There is no one single device that can do both photo and video perfectly, or fit all situations. There is always a flaw for these wanna-be hybrid devices. If you are not too picky, then you can certainly survive with one device (they do give decent quality performance, good enough for most casual use).
I have a couple of D-SLRs, a couple of HD digital camcorders, and a few PS cameras. They are all for different purposes and uses.
My HD camcorders get excellent videos, and they are superior to my D-SLR or PS cameras for sports and motion videos. But its photo ability is somewhat limited/basic and there is no control over the depth of field (due to the small sensor). You can certainly get digital stills from camcorders (either use the dual mode function or extract a frame from the clips), but its photo image quality still lags behind my D-SLR (they have similar quality to my PS cameras instead).
My D-SLRs get excellent photos, and the HD video on the Canon 5D Mark II is excellent. But its shallow depth of field makes it not a good sports video device at close range. It is however adequate for most daily casual clips.
Here are a few photos with shallower depth of field that HD camcorders cannot easily get:
Yes, there are softwares like Alien Skin and Photoshop to isolate and blur the background to create the Bokeh effect, but it takes some effort and computer skill to make it look natural and believeable.

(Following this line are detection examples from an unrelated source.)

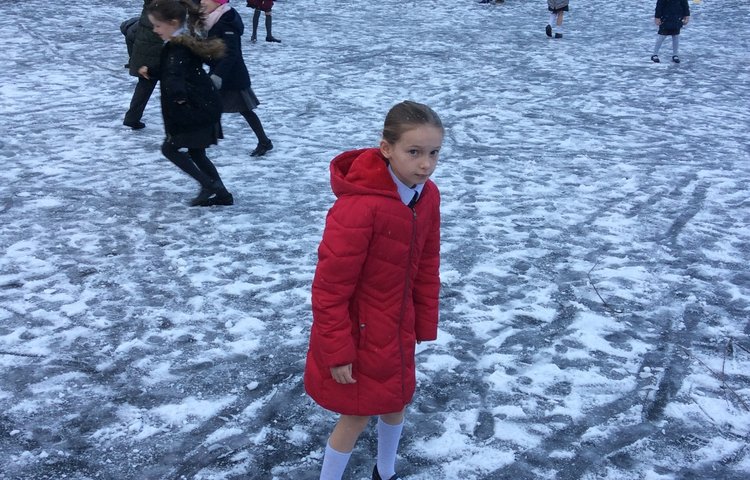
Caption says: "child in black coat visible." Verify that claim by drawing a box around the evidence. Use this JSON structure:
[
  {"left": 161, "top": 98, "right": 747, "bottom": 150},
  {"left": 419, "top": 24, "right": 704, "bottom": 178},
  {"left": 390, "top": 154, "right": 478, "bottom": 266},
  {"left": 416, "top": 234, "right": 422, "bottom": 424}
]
[
  {"left": 140, "top": 0, "right": 234, "bottom": 206},
  {"left": 201, "top": 0, "right": 273, "bottom": 157},
  {"left": 247, "top": 0, "right": 281, "bottom": 43},
  {"left": 651, "top": 0, "right": 690, "bottom": 63}
]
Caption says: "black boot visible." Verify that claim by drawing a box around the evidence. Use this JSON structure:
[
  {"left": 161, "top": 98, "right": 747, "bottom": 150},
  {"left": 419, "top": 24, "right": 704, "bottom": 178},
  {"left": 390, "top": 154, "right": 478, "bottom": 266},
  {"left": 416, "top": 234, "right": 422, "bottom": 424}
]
[
  {"left": 266, "top": 15, "right": 281, "bottom": 43},
  {"left": 250, "top": 8, "right": 260, "bottom": 43},
  {"left": 190, "top": 180, "right": 234, "bottom": 207},
  {"left": 372, "top": 465, "right": 398, "bottom": 480},
  {"left": 250, "top": 138, "right": 273, "bottom": 157}
]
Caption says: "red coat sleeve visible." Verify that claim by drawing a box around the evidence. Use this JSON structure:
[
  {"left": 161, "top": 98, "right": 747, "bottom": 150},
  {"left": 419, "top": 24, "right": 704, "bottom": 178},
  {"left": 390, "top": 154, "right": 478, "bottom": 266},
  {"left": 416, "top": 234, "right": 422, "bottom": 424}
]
[
  {"left": 413, "top": 190, "right": 440, "bottom": 341},
  {"left": 312, "top": 196, "right": 373, "bottom": 367}
]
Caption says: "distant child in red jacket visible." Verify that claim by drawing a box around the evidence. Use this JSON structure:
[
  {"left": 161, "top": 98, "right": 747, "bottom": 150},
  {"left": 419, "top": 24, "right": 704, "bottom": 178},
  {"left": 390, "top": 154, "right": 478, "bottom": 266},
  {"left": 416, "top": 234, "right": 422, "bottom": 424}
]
[{"left": 305, "top": 101, "right": 444, "bottom": 480}]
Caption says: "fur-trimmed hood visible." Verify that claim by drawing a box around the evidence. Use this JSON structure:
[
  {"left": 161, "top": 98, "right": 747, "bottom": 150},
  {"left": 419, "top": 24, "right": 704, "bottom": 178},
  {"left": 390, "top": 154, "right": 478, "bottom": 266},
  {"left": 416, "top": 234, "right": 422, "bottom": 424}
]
[{"left": 169, "top": 34, "right": 227, "bottom": 60}]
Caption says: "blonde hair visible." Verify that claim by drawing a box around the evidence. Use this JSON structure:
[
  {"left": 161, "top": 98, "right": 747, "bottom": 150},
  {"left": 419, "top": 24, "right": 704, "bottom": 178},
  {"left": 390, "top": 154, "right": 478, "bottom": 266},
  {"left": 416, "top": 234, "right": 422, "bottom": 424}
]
[
  {"left": 147, "top": 0, "right": 204, "bottom": 36},
  {"left": 383, "top": 100, "right": 445, "bottom": 144}
]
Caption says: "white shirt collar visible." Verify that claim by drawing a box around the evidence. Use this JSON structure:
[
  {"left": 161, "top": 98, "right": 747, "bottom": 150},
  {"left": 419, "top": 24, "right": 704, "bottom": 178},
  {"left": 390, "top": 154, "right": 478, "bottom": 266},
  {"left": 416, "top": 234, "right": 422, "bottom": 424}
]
[{"left": 388, "top": 165, "right": 424, "bottom": 205}]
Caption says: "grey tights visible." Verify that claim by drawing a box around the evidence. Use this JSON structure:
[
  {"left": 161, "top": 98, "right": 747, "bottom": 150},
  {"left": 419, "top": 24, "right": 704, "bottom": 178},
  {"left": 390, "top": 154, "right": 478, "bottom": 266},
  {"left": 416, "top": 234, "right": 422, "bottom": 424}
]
[{"left": 654, "top": 35, "right": 680, "bottom": 55}]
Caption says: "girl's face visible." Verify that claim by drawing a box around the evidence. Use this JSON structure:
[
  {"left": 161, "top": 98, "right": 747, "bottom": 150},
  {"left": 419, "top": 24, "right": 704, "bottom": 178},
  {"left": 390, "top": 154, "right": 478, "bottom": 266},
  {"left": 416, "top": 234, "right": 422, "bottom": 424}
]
[
  {"left": 201, "top": 0, "right": 219, "bottom": 14},
  {"left": 380, "top": 124, "right": 443, "bottom": 187},
  {"left": 148, "top": 15, "right": 182, "bottom": 42}
]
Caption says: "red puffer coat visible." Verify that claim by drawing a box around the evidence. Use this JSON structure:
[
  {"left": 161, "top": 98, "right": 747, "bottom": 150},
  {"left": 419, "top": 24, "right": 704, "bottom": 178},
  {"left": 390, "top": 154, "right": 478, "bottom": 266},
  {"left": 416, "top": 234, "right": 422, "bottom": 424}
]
[{"left": 305, "top": 148, "right": 440, "bottom": 415}]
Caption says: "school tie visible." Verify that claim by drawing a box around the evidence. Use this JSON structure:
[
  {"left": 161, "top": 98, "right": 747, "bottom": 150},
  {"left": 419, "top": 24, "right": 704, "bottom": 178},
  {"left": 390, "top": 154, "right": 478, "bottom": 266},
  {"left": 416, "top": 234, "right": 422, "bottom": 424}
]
[{"left": 408, "top": 192, "right": 419, "bottom": 208}]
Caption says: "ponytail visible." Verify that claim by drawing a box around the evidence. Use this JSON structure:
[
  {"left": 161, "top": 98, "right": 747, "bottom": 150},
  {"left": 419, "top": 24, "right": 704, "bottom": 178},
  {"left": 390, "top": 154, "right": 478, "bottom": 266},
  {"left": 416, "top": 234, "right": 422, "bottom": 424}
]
[{"left": 147, "top": 0, "right": 205, "bottom": 37}]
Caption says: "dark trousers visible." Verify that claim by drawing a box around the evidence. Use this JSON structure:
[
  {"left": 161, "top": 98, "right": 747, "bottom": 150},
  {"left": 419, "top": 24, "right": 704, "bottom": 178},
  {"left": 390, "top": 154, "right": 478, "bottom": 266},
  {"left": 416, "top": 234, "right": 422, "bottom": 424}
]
[
  {"left": 161, "top": 140, "right": 221, "bottom": 188},
  {"left": 125, "top": 77, "right": 158, "bottom": 123}
]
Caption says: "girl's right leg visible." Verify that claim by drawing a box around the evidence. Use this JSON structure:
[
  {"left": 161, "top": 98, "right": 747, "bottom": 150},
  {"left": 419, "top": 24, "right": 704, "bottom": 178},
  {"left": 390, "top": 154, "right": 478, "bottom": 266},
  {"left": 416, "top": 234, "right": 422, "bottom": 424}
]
[
  {"left": 240, "top": 110, "right": 273, "bottom": 157},
  {"left": 375, "top": 410, "right": 404, "bottom": 479},
  {"left": 250, "top": 8, "right": 260, "bottom": 42},
  {"left": 654, "top": 34, "right": 667, "bottom": 55},
  {"left": 161, "top": 140, "right": 214, "bottom": 188},
  {"left": 320, "top": 415, "right": 370, "bottom": 480},
  {"left": 188, "top": 148, "right": 234, "bottom": 206}
]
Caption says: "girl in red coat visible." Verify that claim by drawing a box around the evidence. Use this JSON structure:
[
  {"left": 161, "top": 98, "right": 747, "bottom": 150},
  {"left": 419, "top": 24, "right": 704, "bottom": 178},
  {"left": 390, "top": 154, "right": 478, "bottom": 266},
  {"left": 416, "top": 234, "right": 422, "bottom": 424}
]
[{"left": 304, "top": 101, "right": 443, "bottom": 480}]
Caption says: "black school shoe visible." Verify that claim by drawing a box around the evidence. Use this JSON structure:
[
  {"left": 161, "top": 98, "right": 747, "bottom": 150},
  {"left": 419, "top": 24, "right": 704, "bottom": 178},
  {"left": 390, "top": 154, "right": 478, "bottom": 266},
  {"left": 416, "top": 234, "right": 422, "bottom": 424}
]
[
  {"left": 250, "top": 139, "right": 273, "bottom": 157},
  {"left": 122, "top": 122, "right": 146, "bottom": 130},
  {"left": 190, "top": 186, "right": 234, "bottom": 207},
  {"left": 372, "top": 465, "right": 398, "bottom": 480}
]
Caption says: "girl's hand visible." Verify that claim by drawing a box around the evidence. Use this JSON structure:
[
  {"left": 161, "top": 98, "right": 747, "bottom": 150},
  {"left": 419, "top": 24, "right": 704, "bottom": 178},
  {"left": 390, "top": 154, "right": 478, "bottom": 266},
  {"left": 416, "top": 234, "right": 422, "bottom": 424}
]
[{"left": 331, "top": 363, "right": 357, "bottom": 384}]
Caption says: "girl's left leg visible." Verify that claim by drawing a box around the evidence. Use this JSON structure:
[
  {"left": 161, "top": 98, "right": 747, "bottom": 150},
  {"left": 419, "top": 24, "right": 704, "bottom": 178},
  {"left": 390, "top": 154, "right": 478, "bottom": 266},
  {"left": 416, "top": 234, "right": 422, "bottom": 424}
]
[
  {"left": 240, "top": 110, "right": 273, "bottom": 157},
  {"left": 373, "top": 410, "right": 404, "bottom": 479},
  {"left": 188, "top": 148, "right": 234, "bottom": 206},
  {"left": 266, "top": 11, "right": 281, "bottom": 43},
  {"left": 320, "top": 415, "right": 370, "bottom": 480},
  {"left": 545, "top": 12, "right": 557, "bottom": 37},
  {"left": 555, "top": 11, "right": 565, "bottom": 38}
]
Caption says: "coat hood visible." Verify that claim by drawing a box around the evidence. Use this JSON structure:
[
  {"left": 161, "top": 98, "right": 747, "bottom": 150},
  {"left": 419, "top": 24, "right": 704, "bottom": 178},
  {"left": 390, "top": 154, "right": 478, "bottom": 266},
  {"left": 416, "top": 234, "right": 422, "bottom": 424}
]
[
  {"left": 331, "top": 148, "right": 401, "bottom": 200},
  {"left": 169, "top": 35, "right": 226, "bottom": 61}
]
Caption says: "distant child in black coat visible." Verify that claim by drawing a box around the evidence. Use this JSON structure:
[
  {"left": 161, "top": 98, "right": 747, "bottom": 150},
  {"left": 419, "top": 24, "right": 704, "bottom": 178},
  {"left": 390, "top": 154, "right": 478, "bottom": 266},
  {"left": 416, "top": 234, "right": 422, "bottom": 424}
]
[
  {"left": 140, "top": 0, "right": 234, "bottom": 206},
  {"left": 247, "top": 0, "right": 281, "bottom": 43},
  {"left": 545, "top": 0, "right": 570, "bottom": 38},
  {"left": 122, "top": 0, "right": 164, "bottom": 130},
  {"left": 651, "top": 0, "right": 690, "bottom": 63},
  {"left": 201, "top": 0, "right": 273, "bottom": 157}
]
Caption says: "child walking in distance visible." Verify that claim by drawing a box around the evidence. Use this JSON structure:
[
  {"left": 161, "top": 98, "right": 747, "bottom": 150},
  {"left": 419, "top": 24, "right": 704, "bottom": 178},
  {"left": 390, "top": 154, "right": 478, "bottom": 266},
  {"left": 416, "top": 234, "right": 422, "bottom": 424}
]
[
  {"left": 304, "top": 101, "right": 444, "bottom": 480},
  {"left": 247, "top": 0, "right": 281, "bottom": 43},
  {"left": 122, "top": 0, "right": 164, "bottom": 130},
  {"left": 140, "top": 0, "right": 234, "bottom": 206},
  {"left": 201, "top": 0, "right": 273, "bottom": 157},
  {"left": 545, "top": 0, "right": 569, "bottom": 38},
  {"left": 651, "top": 0, "right": 690, "bottom": 63}
]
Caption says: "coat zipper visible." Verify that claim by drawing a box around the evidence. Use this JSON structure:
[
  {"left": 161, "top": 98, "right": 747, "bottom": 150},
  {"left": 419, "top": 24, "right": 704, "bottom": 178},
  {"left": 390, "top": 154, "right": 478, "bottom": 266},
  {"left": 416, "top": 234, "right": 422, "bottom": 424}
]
[{"left": 397, "top": 207, "right": 417, "bottom": 399}]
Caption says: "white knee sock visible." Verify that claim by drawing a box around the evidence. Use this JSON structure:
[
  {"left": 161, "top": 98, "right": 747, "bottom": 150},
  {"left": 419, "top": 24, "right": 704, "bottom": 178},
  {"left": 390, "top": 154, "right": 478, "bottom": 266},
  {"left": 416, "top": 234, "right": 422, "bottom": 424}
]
[
  {"left": 378, "top": 418, "right": 404, "bottom": 480},
  {"left": 320, "top": 443, "right": 352, "bottom": 480},
  {"left": 654, "top": 35, "right": 667, "bottom": 55}
]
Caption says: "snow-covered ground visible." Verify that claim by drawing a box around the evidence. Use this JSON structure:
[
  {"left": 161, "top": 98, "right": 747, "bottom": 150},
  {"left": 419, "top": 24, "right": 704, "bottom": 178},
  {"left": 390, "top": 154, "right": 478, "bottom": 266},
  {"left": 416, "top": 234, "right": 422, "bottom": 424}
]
[{"left": 0, "top": 0, "right": 750, "bottom": 480}]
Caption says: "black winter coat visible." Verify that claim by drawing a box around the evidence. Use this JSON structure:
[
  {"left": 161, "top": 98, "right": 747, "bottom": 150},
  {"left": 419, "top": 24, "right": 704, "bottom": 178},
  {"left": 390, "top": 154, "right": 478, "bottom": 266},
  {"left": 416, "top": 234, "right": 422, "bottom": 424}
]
[
  {"left": 207, "top": 8, "right": 250, "bottom": 90},
  {"left": 129, "top": 0, "right": 164, "bottom": 77},
  {"left": 149, "top": 35, "right": 223, "bottom": 137},
  {"left": 654, "top": 0, "right": 690, "bottom": 35}
]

For my son's sports games, I carry both D-SLR and HD camcorders. But for most other family shots/vidoes, I can just carry the Canon 5D Mark II. However, when I go to formal events and galas, the PS camera is way more cool and light to carry than either the D-SLR or camcorders (at least to avoid being mistaken as the event photographers). And for casual day trips, scuba diving and rock climbing, I usually use the Canon G10 to minimize the bulk and weight.